もちろん、だからといって本書が人権保障を軽視しているわけではない。序盤の方で盛んに強調されているのは、バランス感覚を持つこと。職権主義と当事者主義、どちらを採るべきかを一方的に決めるのではなく、真実の発見と適正手続きの保証の調和点を具体的な事案ごとに決定していくべきだと主張している。
この点、学者の書いた教科書では、どうしても人権保障に傾きがちであるが、本書では「刑事訴訟法が目標とするのは、被疑者・被告人のみでなく犯罪の被害に遭った者を含めた国民全体の利益を最も大きなものにする点にある」としてそれを戒めている。

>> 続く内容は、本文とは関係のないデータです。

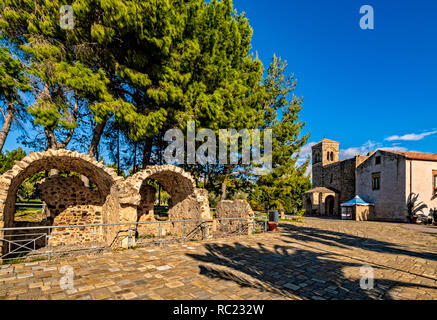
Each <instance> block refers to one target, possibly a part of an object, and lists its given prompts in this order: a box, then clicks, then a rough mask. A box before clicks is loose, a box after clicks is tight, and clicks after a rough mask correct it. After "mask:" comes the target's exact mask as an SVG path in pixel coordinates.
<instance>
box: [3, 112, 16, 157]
mask: <svg viewBox="0 0 437 320" xmlns="http://www.w3.org/2000/svg"><path fill="white" fill-rule="evenodd" d="M14 112H15V106H14V104H13V103H8V110H7V113H6V117H5V122H4V123H3V127H2V130H1V131H0V152H2V150H3V146H4V145H5V142H6V138H7V137H8V133H9V130H10V129H11V124H12V119H13V117H14Z"/></svg>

特に身柄拘束中の被疑者の取り調べ受忍義務を否定する見解に対しては、非常に厳しい調子で非難をされており、こういった実務とかけ離れた見解を採る教科書が世間に幅をきかせている現状に対する「怒り」が、本来それぞれ学者・専門分野ではない二人の著者に本書を執筆させる原動力となったのでは、とも推測される。
少し論点となる部分の結論やそれに対する理由付けが簡潔すぎたり、見解の統一性がとれていない部分も見受けられるが、2色刷りで記述も読みやすく書かれているので、初めて刑訴法を学ぶ人にもお薦めである。本書を読めば判例の結論が必ずしも不当でないことが分かることだろう。